Everett considering more oversight of transitional housing

EVERETT — The city of Everett is considering a code change that would allow it more oversight of transitional houses, where boarders often include felons, addicts and the recently homeless.

City researchers have found little in the way of regulation for the houses, aside from rules linked to state or federal funding, Everett spokeswoman Meghan Pembroke said. The new proposal would make it easier for the city to track and monitor the locations, often marketed as halfway homes or clean-and-sober housing.

When Everett police and firefighters are called to those homes, they frequently encounter less-than-ideal conditions, Pembroke said.

“We’ve often found that the occupants of these types of houses aren’t sober and the houses have been modified without permits,” she said.

Two high-profile police investigations in the past year have involved such housing.
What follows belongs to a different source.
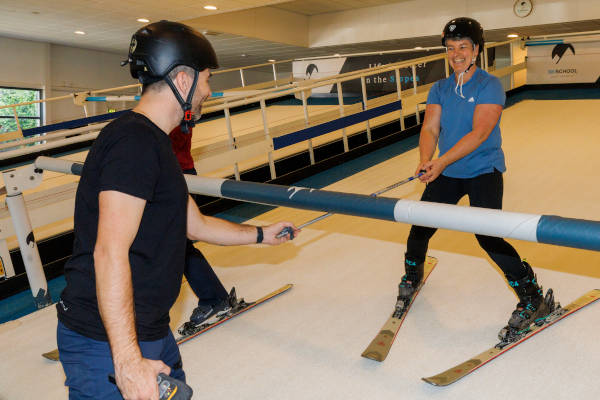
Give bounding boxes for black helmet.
[126,21,219,83]
[442,17,485,51]
[121,21,219,133]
In February, federal agents arrested Timothy Rehberg, the operator of several halfway homes, on suspicion of trafficking heroin and methamphetamine. The Everett man has pleaded not guilty and is awaiting trial.

In March, the manager of an Everett transitional house was sent to prison for raping and murdering a tenant after supplying the man with methamphetamine. The killing happened in December.

The proposed changes by the city deal with codes that are applied to family-style housing, Pembroke said.

The current codes allow for up to four unrelated adults to live together, Pembroke said. If the adults are disabled, the home can house up to eight people. Under federal housing rules, recovering drug and alcohol addicts are considered disabled, she said.

Any more tenants in one home requires a city review. The proposed changes would expand that requirement to any group seeking to house more than four unrelated adults in one dwelling, she said.

The planning commission is expected to take up the issue in September. It would then make a recommendation to the City Council, which could take action in the coming months.

Some tenants in transitional housing are under supervision by the state Department of Corrections. State supervision includes house checks in some cases, and by department policy, offenders in transitional housing are more likely to be subject to those checks.

The department works to maintain “a current knowledge of transitional housing possibilities, including referrals,” agency spokesman Jeremy Barclay said.

For former inmates, such housing is meant to provide a temporary home while they rebuild their lives. The stability of safe housing has proven to be a key component in whether offenders end up back in jail or prison, Barclay said Wednesday. About 6.5 percent of state inmates released each year say they expect to be homeless.

“One of our established goals is to get back to zero,” he said. “Housing, education and employment, those are the cornerstones to getting back in society.”